The debaters quote a dozen sources and influences, but they frequently feature the representative ideological clash between seminal feminist Betty Friedan and arch-conservative Phyllis Schlafly whose philosophy is given surprisingly serious consideration.

It would take numerous paragraphs to adequately encompass these debates, but they touch on an ocean-wide array of topics ranging from marital politics to porn—a lot about raunchy porn. The three debaters (plus Mom as a frequent interloper) send ideas clashing, spinning and turning them on their heads under cross-examination. For instance, discussing slasher movies, one person reiterates that the movies are men vicariously punishing women victims for their new-found independence, unless some man rescues them in the last reel. But another woman argues that the last survivor in the last frame of most films is a woman who has defeated or at least survived every monster due to her own skill, courage and hardiness.

Ideas spin like electrons racing around a nucleus: sex, the possible death of a mother, alcoholism, fear of failure, fear of success, fear of relationships and trying to cope with lost dreams of the future and yet still forging ahead today.

Rapture is not meaty; it’s a nine-course gourmet banquet. It’s almost too much. Many patrons are going to feel overwhelmed and even left behind by the seminar scenes with their whitewater torrent of ideas blurring into intellectual babble.

This isn’t a bloodless academic exercise to the protagonists or us because these ideas are clearly expressions of their life experiences, and because Gionfriddo, a longtime writer and show runner on TV’s Law & Order, illustrates the consequences that these philosophies have had on their lives.

The actors and the play improve by inches through the evening and hits what stride it can in the second act when human emotions finally take a little precedence over the sociological discussions.

But among the most glaring problems, director Danny Nieves allows Gamero to play Don like a cartoonish self-involved slacker jerk so over the top as to strain credulity. There is no educational institution imaginable who would hire him as a dean, or that either women would remain remotely infatuated with him, as the script suggests.

Credit the actors who had to memorize the reams and reams of this material and Nieves for molding this effort, presumably a short period of time.

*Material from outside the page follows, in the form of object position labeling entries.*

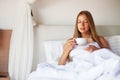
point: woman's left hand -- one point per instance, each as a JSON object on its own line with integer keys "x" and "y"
{"x": 91, "y": 48}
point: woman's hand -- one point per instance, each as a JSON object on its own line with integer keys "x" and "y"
{"x": 91, "y": 48}
{"x": 69, "y": 45}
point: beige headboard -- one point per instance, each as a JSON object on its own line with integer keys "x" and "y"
{"x": 45, "y": 32}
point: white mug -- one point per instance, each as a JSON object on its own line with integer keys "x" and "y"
{"x": 81, "y": 41}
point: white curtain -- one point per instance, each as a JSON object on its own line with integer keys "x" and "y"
{"x": 21, "y": 46}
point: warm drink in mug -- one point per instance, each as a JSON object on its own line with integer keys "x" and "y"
{"x": 81, "y": 41}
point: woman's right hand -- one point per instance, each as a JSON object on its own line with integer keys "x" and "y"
{"x": 69, "y": 45}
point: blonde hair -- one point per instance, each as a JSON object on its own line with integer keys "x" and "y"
{"x": 93, "y": 32}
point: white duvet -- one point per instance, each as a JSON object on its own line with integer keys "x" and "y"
{"x": 101, "y": 64}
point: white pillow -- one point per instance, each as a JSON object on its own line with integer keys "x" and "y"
{"x": 53, "y": 49}
{"x": 114, "y": 42}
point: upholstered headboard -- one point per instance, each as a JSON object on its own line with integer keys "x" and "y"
{"x": 45, "y": 33}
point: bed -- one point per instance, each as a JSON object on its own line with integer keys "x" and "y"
{"x": 50, "y": 41}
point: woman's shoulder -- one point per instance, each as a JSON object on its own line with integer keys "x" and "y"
{"x": 101, "y": 37}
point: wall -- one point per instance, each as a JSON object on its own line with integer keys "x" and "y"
{"x": 5, "y": 36}
{"x": 63, "y": 12}
{"x": 10, "y": 13}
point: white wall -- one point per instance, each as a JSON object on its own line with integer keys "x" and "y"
{"x": 63, "y": 12}
{"x": 10, "y": 13}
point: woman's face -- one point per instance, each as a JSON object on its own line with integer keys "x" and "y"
{"x": 82, "y": 23}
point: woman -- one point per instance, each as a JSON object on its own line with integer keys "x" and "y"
{"x": 90, "y": 63}
{"x": 85, "y": 28}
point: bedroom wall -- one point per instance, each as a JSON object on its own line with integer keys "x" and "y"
{"x": 10, "y": 13}
{"x": 63, "y": 12}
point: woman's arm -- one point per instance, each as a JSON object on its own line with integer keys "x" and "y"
{"x": 104, "y": 42}
{"x": 69, "y": 45}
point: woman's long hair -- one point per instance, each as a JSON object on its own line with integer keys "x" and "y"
{"x": 91, "y": 26}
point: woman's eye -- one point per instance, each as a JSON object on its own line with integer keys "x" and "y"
{"x": 86, "y": 21}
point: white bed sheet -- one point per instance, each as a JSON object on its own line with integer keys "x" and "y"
{"x": 105, "y": 66}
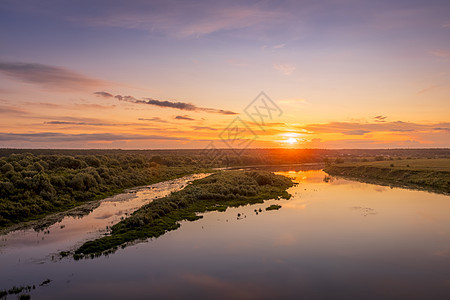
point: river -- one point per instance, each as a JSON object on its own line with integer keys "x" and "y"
{"x": 335, "y": 239}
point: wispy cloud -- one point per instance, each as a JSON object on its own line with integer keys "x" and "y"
{"x": 154, "y": 119}
{"x": 104, "y": 94}
{"x": 356, "y": 132}
{"x": 171, "y": 104}
{"x": 355, "y": 128}
{"x": 187, "y": 118}
{"x": 76, "y": 123}
{"x": 203, "y": 128}
{"x": 285, "y": 69}
{"x": 8, "y": 110}
{"x": 279, "y": 46}
{"x": 445, "y": 54}
{"x": 185, "y": 19}
{"x": 427, "y": 89}
{"x": 48, "y": 76}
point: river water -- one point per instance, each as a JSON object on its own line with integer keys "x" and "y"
{"x": 335, "y": 239}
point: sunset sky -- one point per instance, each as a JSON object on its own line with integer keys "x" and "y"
{"x": 175, "y": 74}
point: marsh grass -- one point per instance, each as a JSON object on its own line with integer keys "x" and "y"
{"x": 429, "y": 174}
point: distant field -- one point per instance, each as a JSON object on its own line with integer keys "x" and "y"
{"x": 439, "y": 164}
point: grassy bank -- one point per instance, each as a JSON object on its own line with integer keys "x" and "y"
{"x": 32, "y": 187}
{"x": 429, "y": 174}
{"x": 215, "y": 192}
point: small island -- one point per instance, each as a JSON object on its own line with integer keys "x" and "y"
{"x": 273, "y": 207}
{"x": 216, "y": 192}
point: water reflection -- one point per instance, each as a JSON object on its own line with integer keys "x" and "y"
{"x": 341, "y": 239}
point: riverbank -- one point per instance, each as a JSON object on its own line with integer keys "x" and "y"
{"x": 216, "y": 192}
{"x": 425, "y": 174}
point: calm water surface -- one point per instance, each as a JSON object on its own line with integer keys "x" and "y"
{"x": 337, "y": 239}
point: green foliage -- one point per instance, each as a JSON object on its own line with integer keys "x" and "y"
{"x": 431, "y": 174}
{"x": 215, "y": 192}
{"x": 273, "y": 207}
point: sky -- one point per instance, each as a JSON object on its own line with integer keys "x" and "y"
{"x": 189, "y": 74}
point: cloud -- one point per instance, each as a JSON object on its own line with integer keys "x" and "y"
{"x": 427, "y": 89}
{"x": 11, "y": 110}
{"x": 184, "y": 19}
{"x": 380, "y": 118}
{"x": 279, "y": 46}
{"x": 441, "y": 53}
{"x": 172, "y": 104}
{"x": 104, "y": 94}
{"x": 442, "y": 128}
{"x": 359, "y": 128}
{"x": 56, "y": 137}
{"x": 184, "y": 118}
{"x": 203, "y": 128}
{"x": 48, "y": 76}
{"x": 356, "y": 132}
{"x": 76, "y": 123}
{"x": 154, "y": 119}
{"x": 284, "y": 69}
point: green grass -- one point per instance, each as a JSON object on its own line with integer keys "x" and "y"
{"x": 439, "y": 164}
{"x": 273, "y": 207}
{"x": 213, "y": 193}
{"x": 429, "y": 174}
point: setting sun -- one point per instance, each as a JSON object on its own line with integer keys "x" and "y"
{"x": 291, "y": 141}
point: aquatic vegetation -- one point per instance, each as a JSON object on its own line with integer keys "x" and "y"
{"x": 431, "y": 174}
{"x": 33, "y": 186}
{"x": 213, "y": 193}
{"x": 273, "y": 207}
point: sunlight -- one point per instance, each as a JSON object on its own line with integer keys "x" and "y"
{"x": 291, "y": 141}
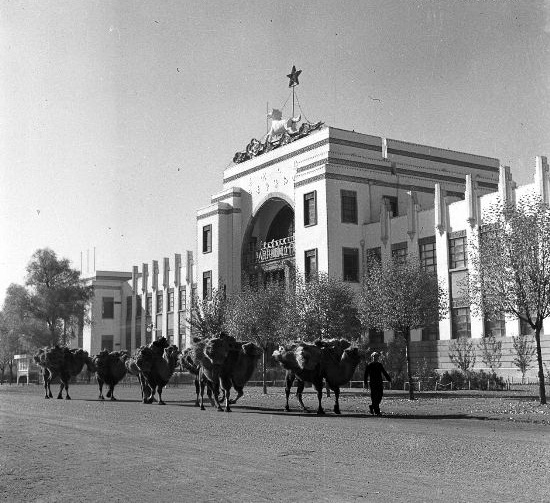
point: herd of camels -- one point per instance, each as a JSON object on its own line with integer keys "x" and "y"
{"x": 218, "y": 364}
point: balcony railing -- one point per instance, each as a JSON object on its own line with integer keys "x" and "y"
{"x": 275, "y": 249}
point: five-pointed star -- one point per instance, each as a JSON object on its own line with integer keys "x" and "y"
{"x": 293, "y": 76}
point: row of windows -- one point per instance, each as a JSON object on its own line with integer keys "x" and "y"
{"x": 108, "y": 304}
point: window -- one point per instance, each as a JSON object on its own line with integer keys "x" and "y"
{"x": 107, "y": 342}
{"x": 159, "y": 302}
{"x": 376, "y": 336}
{"x": 428, "y": 257}
{"x": 170, "y": 300}
{"x": 391, "y": 205}
{"x": 495, "y": 325}
{"x": 350, "y": 258}
{"x": 310, "y": 208}
{"x": 458, "y": 251}
{"x": 431, "y": 332}
{"x": 207, "y": 238}
{"x": 108, "y": 309}
{"x": 182, "y": 301}
{"x": 460, "y": 319}
{"x": 311, "y": 264}
{"x": 349, "y": 206}
{"x": 129, "y": 307}
{"x": 399, "y": 252}
{"x": 207, "y": 285}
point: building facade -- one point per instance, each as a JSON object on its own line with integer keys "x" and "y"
{"x": 330, "y": 200}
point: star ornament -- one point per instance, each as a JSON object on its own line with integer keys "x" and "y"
{"x": 293, "y": 76}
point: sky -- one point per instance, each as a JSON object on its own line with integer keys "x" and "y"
{"x": 117, "y": 119}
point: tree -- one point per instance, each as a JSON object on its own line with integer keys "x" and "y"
{"x": 256, "y": 314}
{"x": 401, "y": 296}
{"x": 208, "y": 316}
{"x": 462, "y": 353}
{"x": 491, "y": 351}
{"x": 510, "y": 272}
{"x": 524, "y": 353}
{"x": 325, "y": 308}
{"x": 57, "y": 295}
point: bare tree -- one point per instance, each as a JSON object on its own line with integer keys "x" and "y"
{"x": 524, "y": 353}
{"x": 401, "y": 296}
{"x": 510, "y": 270}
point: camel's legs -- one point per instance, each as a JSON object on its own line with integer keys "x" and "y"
{"x": 100, "y": 384}
{"x": 336, "y": 390}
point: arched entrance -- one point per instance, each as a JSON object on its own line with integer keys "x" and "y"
{"x": 268, "y": 247}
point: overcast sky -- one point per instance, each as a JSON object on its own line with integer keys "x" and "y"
{"x": 117, "y": 119}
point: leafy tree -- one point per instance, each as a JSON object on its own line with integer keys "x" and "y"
{"x": 491, "y": 351}
{"x": 257, "y": 315}
{"x": 208, "y": 316}
{"x": 462, "y": 353}
{"x": 510, "y": 270}
{"x": 401, "y": 296}
{"x": 524, "y": 353}
{"x": 325, "y": 308}
{"x": 57, "y": 295}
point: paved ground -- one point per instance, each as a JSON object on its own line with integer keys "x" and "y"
{"x": 444, "y": 447}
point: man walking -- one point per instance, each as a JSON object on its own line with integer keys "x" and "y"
{"x": 373, "y": 373}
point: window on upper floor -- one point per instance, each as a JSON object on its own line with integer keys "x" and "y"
{"x": 310, "y": 208}
{"x": 207, "y": 238}
{"x": 350, "y": 264}
{"x": 349, "y": 206}
{"x": 108, "y": 308}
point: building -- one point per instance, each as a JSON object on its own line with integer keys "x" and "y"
{"x": 130, "y": 309}
{"x": 328, "y": 200}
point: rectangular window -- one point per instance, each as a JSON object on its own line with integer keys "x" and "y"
{"x": 171, "y": 300}
{"x": 458, "y": 252}
{"x": 107, "y": 342}
{"x": 310, "y": 208}
{"x": 350, "y": 259}
{"x": 428, "y": 257}
{"x": 399, "y": 252}
{"x": 460, "y": 319}
{"x": 159, "y": 301}
{"x": 207, "y": 285}
{"x": 129, "y": 307}
{"x": 108, "y": 309}
{"x": 391, "y": 205}
{"x": 182, "y": 301}
{"x": 495, "y": 325}
{"x": 376, "y": 336}
{"x": 207, "y": 238}
{"x": 349, "y": 206}
{"x": 311, "y": 264}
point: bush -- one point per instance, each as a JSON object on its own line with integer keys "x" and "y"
{"x": 477, "y": 380}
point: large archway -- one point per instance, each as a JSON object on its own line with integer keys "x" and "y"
{"x": 268, "y": 247}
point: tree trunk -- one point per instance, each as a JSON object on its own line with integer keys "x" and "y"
{"x": 407, "y": 335}
{"x": 264, "y": 373}
{"x": 542, "y": 390}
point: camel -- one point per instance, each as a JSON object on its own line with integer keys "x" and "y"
{"x": 133, "y": 369}
{"x": 110, "y": 370}
{"x": 157, "y": 368}
{"x": 334, "y": 362}
{"x": 211, "y": 355}
{"x": 238, "y": 369}
{"x": 187, "y": 362}
{"x": 302, "y": 362}
{"x": 63, "y": 362}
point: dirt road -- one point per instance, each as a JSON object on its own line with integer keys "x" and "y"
{"x": 86, "y": 450}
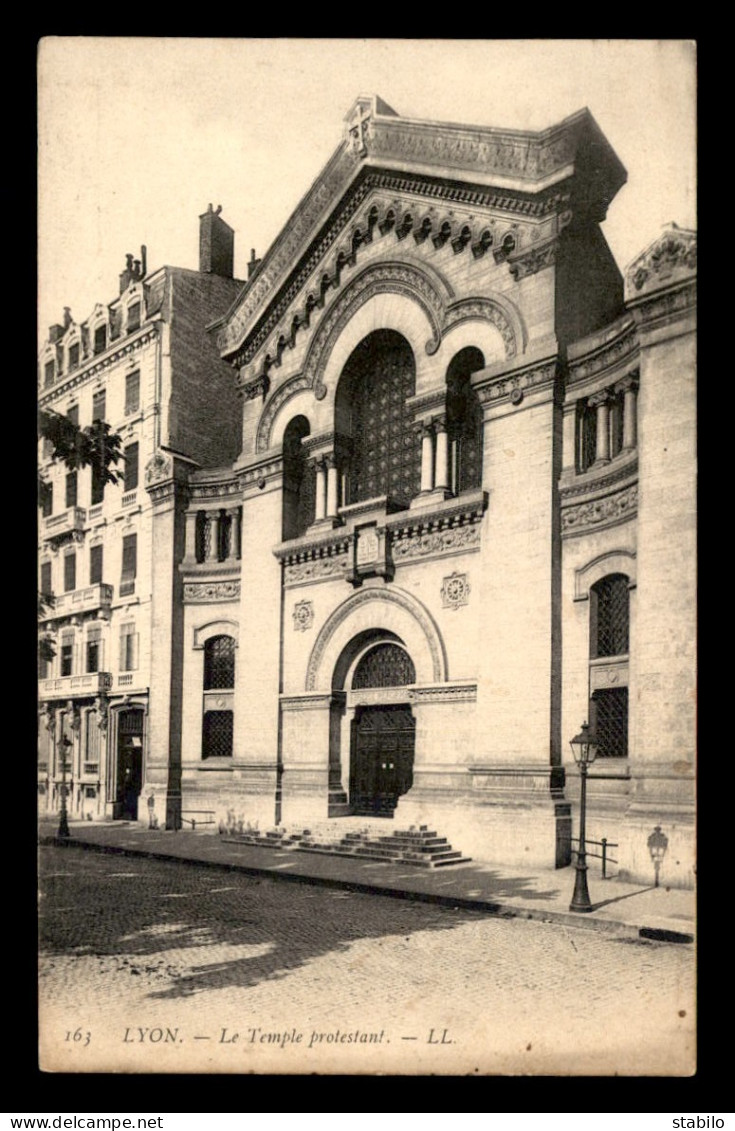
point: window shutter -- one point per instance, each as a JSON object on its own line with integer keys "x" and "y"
{"x": 95, "y": 566}
{"x": 70, "y": 572}
{"x": 45, "y": 577}
{"x": 98, "y": 406}
{"x": 132, "y": 393}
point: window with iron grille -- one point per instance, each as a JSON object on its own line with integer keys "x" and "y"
{"x": 130, "y": 455}
{"x": 67, "y": 654}
{"x": 45, "y": 578}
{"x": 216, "y": 734}
{"x": 129, "y": 564}
{"x": 98, "y": 406}
{"x": 610, "y": 616}
{"x": 385, "y": 666}
{"x": 373, "y": 388}
{"x": 299, "y": 481}
{"x": 95, "y": 564}
{"x": 128, "y": 648}
{"x": 97, "y": 492}
{"x": 132, "y": 393}
{"x": 94, "y": 650}
{"x": 45, "y": 491}
{"x": 465, "y": 420}
{"x": 586, "y": 436}
{"x": 69, "y": 572}
{"x": 133, "y": 317}
{"x": 610, "y": 722}
{"x": 219, "y": 663}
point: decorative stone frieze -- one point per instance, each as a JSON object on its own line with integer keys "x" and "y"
{"x": 303, "y": 615}
{"x": 455, "y": 590}
{"x": 533, "y": 261}
{"x": 597, "y": 512}
{"x": 502, "y": 388}
{"x": 206, "y": 592}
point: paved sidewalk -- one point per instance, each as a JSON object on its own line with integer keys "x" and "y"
{"x": 622, "y": 908}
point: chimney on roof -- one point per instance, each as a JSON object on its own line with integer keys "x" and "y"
{"x": 127, "y": 275}
{"x": 216, "y": 244}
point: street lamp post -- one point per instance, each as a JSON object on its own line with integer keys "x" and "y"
{"x": 585, "y": 751}
{"x": 63, "y": 819}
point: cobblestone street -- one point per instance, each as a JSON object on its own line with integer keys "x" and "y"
{"x": 152, "y": 966}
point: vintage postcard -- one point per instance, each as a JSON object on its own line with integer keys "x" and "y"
{"x": 366, "y": 557}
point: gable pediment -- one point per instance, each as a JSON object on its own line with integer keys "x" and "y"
{"x": 518, "y": 173}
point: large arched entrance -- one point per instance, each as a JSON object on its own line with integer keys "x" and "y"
{"x": 382, "y": 733}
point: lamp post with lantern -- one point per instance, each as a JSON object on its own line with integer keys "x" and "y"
{"x": 585, "y": 751}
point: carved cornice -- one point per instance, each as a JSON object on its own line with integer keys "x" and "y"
{"x": 666, "y": 259}
{"x": 660, "y": 309}
{"x": 102, "y": 362}
{"x": 201, "y": 593}
{"x": 588, "y": 483}
{"x": 598, "y": 512}
{"x": 513, "y": 386}
{"x": 533, "y": 261}
{"x": 622, "y": 351}
{"x": 446, "y": 692}
{"x": 490, "y": 311}
{"x": 222, "y": 490}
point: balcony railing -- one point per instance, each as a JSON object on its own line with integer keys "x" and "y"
{"x": 79, "y": 601}
{"x": 67, "y": 687}
{"x": 69, "y": 520}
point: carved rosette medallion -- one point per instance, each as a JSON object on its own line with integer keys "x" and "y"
{"x": 303, "y": 615}
{"x": 455, "y": 590}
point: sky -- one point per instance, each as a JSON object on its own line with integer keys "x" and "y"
{"x": 137, "y": 136}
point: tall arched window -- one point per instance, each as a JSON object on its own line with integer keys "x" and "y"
{"x": 219, "y": 663}
{"x": 610, "y": 640}
{"x": 379, "y": 377}
{"x": 465, "y": 421}
{"x": 299, "y": 481}
{"x": 219, "y": 675}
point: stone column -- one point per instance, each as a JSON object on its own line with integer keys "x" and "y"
{"x": 331, "y": 486}
{"x": 441, "y": 475}
{"x": 210, "y": 537}
{"x": 426, "y": 458}
{"x": 601, "y": 402}
{"x": 320, "y": 501}
{"x": 629, "y": 386}
{"x": 232, "y": 514}
{"x": 190, "y": 552}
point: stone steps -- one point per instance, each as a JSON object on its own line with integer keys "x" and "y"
{"x": 417, "y": 846}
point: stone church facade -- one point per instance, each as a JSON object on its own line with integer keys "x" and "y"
{"x": 461, "y": 520}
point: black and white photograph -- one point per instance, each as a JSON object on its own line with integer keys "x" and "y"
{"x": 366, "y": 553}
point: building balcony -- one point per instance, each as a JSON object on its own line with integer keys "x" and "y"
{"x": 68, "y": 521}
{"x": 93, "y": 598}
{"x": 70, "y": 687}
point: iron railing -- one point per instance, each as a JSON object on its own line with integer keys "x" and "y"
{"x": 604, "y": 855}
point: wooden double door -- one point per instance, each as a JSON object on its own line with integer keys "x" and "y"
{"x": 383, "y": 741}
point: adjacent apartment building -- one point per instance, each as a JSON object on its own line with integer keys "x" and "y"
{"x": 144, "y": 363}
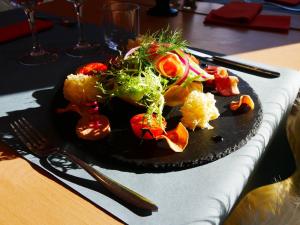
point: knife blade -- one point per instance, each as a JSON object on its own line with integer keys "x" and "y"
{"x": 234, "y": 65}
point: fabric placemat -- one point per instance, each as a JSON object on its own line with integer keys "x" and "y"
{"x": 204, "y": 194}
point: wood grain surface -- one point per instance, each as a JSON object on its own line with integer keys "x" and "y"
{"x": 30, "y": 196}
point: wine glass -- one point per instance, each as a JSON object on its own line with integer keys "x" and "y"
{"x": 82, "y": 47}
{"x": 38, "y": 55}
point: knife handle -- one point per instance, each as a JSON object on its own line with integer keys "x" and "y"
{"x": 244, "y": 67}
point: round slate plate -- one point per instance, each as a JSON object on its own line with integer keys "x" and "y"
{"x": 123, "y": 146}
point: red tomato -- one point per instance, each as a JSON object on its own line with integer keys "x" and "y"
{"x": 92, "y": 68}
{"x": 147, "y": 128}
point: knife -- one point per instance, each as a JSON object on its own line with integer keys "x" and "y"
{"x": 234, "y": 65}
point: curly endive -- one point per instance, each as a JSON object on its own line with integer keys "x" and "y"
{"x": 278, "y": 203}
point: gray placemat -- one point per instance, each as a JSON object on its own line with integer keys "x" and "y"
{"x": 200, "y": 195}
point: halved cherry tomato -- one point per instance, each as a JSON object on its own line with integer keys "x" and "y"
{"x": 93, "y": 127}
{"x": 92, "y": 68}
{"x": 147, "y": 128}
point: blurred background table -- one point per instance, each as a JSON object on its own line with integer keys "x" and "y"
{"x": 32, "y": 195}
{"x": 279, "y": 49}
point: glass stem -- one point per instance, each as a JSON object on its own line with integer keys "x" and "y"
{"x": 36, "y": 47}
{"x": 78, "y": 8}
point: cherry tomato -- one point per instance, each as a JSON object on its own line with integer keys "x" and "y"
{"x": 145, "y": 128}
{"x": 92, "y": 68}
{"x": 93, "y": 127}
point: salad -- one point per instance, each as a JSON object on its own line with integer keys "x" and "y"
{"x": 155, "y": 72}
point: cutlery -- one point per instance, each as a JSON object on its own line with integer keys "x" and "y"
{"x": 234, "y": 65}
{"x": 37, "y": 144}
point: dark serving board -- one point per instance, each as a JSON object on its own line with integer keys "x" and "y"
{"x": 122, "y": 146}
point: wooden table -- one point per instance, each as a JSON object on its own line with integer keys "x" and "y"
{"x": 29, "y": 195}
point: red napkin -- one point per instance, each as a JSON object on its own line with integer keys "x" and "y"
{"x": 242, "y": 14}
{"x": 286, "y": 2}
{"x": 21, "y": 29}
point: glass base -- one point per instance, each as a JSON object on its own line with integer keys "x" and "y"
{"x": 84, "y": 50}
{"x": 33, "y": 60}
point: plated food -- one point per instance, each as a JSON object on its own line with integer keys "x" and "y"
{"x": 159, "y": 78}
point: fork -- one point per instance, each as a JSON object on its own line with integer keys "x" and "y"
{"x": 38, "y": 144}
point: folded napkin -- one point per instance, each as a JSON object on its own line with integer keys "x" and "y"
{"x": 286, "y": 2}
{"x": 242, "y": 14}
{"x": 21, "y": 29}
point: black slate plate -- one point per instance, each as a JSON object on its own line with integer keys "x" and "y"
{"x": 122, "y": 146}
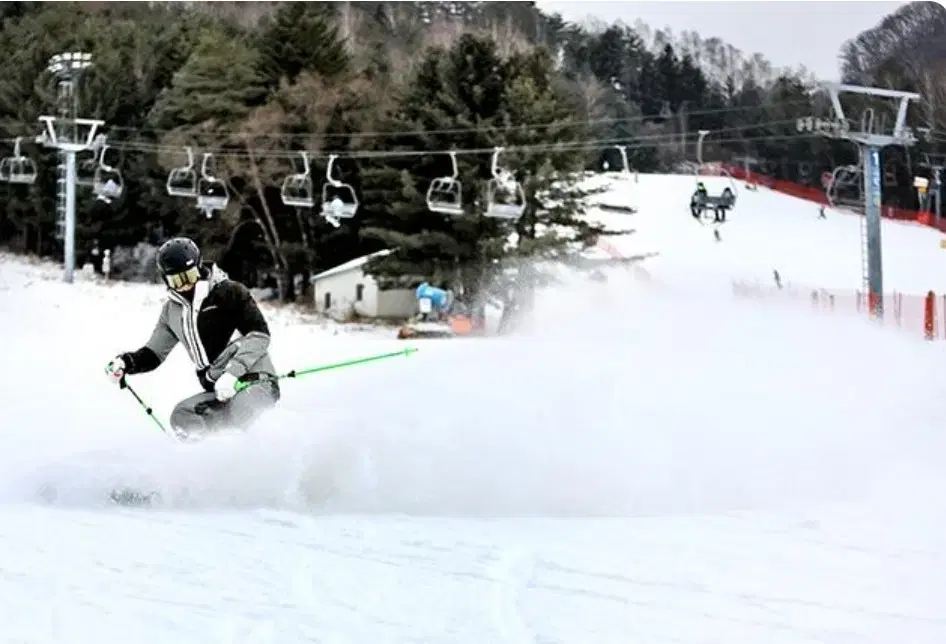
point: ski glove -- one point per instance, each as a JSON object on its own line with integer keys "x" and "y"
{"x": 225, "y": 387}
{"x": 115, "y": 370}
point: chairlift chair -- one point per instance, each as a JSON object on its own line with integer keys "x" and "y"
{"x": 212, "y": 193}
{"x": 445, "y": 194}
{"x": 344, "y": 204}
{"x": 500, "y": 204}
{"x": 625, "y": 164}
{"x": 87, "y": 164}
{"x": 22, "y": 168}
{"x": 182, "y": 182}
{"x": 108, "y": 183}
{"x": 842, "y": 177}
{"x": 297, "y": 189}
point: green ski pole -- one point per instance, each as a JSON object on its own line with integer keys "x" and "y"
{"x": 144, "y": 406}
{"x": 295, "y": 373}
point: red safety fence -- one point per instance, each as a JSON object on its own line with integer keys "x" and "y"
{"x": 818, "y": 196}
{"x": 914, "y": 313}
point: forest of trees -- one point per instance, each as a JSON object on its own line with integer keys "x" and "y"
{"x": 391, "y": 89}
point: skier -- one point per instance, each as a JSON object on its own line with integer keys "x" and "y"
{"x": 203, "y": 309}
{"x": 433, "y": 302}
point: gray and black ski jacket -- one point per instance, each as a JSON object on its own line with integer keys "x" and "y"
{"x": 205, "y": 324}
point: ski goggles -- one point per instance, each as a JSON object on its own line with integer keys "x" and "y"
{"x": 184, "y": 279}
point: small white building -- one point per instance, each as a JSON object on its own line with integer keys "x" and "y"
{"x": 346, "y": 289}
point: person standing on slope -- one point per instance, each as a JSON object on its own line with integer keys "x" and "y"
{"x": 203, "y": 309}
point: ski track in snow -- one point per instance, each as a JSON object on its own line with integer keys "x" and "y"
{"x": 652, "y": 463}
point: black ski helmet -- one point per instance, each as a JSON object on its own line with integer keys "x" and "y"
{"x": 179, "y": 262}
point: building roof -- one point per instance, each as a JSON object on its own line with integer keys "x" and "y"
{"x": 349, "y": 265}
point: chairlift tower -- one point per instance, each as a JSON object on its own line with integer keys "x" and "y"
{"x": 69, "y": 134}
{"x": 870, "y": 142}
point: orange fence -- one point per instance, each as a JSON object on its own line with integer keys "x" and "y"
{"x": 818, "y": 196}
{"x": 915, "y": 313}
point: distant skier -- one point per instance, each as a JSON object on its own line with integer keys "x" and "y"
{"x": 433, "y": 302}
{"x": 203, "y": 309}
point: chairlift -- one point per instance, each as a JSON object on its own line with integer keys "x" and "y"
{"x": 505, "y": 198}
{"x": 108, "y": 183}
{"x": 22, "y": 169}
{"x": 344, "y": 204}
{"x": 445, "y": 194}
{"x": 182, "y": 182}
{"x": 625, "y": 164}
{"x": 844, "y": 176}
{"x": 297, "y": 189}
{"x": 87, "y": 163}
{"x": 212, "y": 193}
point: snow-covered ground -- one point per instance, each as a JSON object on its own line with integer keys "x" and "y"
{"x": 766, "y": 230}
{"x": 650, "y": 462}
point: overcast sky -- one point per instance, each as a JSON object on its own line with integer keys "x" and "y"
{"x": 788, "y": 33}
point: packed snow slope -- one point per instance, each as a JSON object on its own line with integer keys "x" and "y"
{"x": 766, "y": 230}
{"x": 643, "y": 462}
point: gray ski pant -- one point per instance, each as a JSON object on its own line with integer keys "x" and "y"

The good news is that Main Street Players has survived the loss of its venerable storefront venue. It has moved one block west into another storefront. The house is a little bit smaller, the stage is a little narrower but a bit deeper, and the stage lighting is better. The stage platform, is low so the company is building risers for the seating.

COVID Protocol: Masks are not required.

Rapture, Blister, Burn runs through May 15 at Main Street Playhouse, 6812 Main St., Miami Lakes. Tickets are $30 general admission and $25 for students, seniors and military. The running time is 2 hours 36 minutes with one intermission. Visit mainstreetplayers.com.